Hürriyet yazarı Nuran Çakmakçı, çocuğu okulla giden annelerin WhatsApp uygulamasında kurdukları gruplarla ilgili olarak "Daha o yaşta neredeyse çocuğun tüm kariyer hayatını planlayan ‘kaplan anneler’ hemen aralarında kaynaşır. Çok değil en fazla bir ay sonra ‘Papatyalar’ sınıfının velileri, 1-A, 3-B’nin anneleri vs. diye hemen aynı adla WhatsApp grupları oluşturur" dedi.
Çakmakçı'nın "WhatsApp velileri" başlığıyla (3 Kasım 2017) yayımlanan yazısının ilgili bölümü şöyle:
Çocuğu elinden tutup okula yazdırdığınız anda sanal ortamda da yeni nesil veli modeliyle hemen tanışmanız kaçınılmaz.

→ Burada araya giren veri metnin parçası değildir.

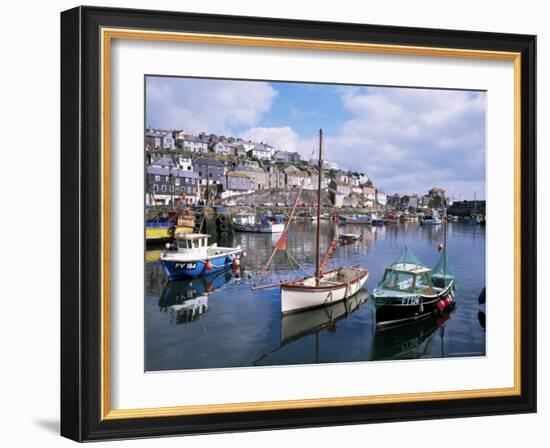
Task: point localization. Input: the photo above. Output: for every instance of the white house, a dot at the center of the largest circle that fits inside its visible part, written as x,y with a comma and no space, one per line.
381,197
222,148
194,144
184,163
261,151
159,138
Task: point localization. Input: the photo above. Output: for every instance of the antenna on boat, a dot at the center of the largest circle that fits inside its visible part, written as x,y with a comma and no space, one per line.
319,183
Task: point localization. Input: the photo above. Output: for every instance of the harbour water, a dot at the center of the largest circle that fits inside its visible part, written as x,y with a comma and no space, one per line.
217,322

Daha o yaşta neredeyse çocuğun tüm kariyer hayatını planlayan ‘kaplan anneler’ hemen aralarında kaynaşır. Çok değil en fazla bir ay sonra ‘Papatyalar’ sınıfının velileri, 1-A, 3-B’nin anneleri vs. diye hemen aynı adla WhatsApp grupları oluşturur. Bazen öğretmenler iletişim amacıyla böyle gruplar kurulmasını sınıf annelerinden ister ki ‘sınıf anneleri’ başlı başına ayrı bir yazı konusu. Ama çoğunlukla girişimci ve ‘hep ben’ merkezli bir annenin önderliğinde bu gruplar kurulur. Öğretmenleri sorgulayan, çocukları kıyaslayan, hâkimiyet kurmaya meraklı, ödev kurdu anneler WhatsApp gruplarının değişmez ve aktif modelleridir.
Kaplan anneler
Sohbetlerin ardından sıra doğum günü ve kahvaltı buluşmalarına gelir. Anneler bir araya gelince de çocuklardan alınan tüyolarla ilk anda sınıfın en yaramazı, en haşarısı kim, hemen damgalamalar başlar ve o etiket okul hayatı boyunca o çocukların üzerinde kalır... Afacan Ahmet, yaramaz Mahir, hiperaktif Cem... Zaman kalırsa kolej velilerinin evdeki yardımcılarından bakıcılara kadar bu sohbet-dedikodu zinciri uzar gider.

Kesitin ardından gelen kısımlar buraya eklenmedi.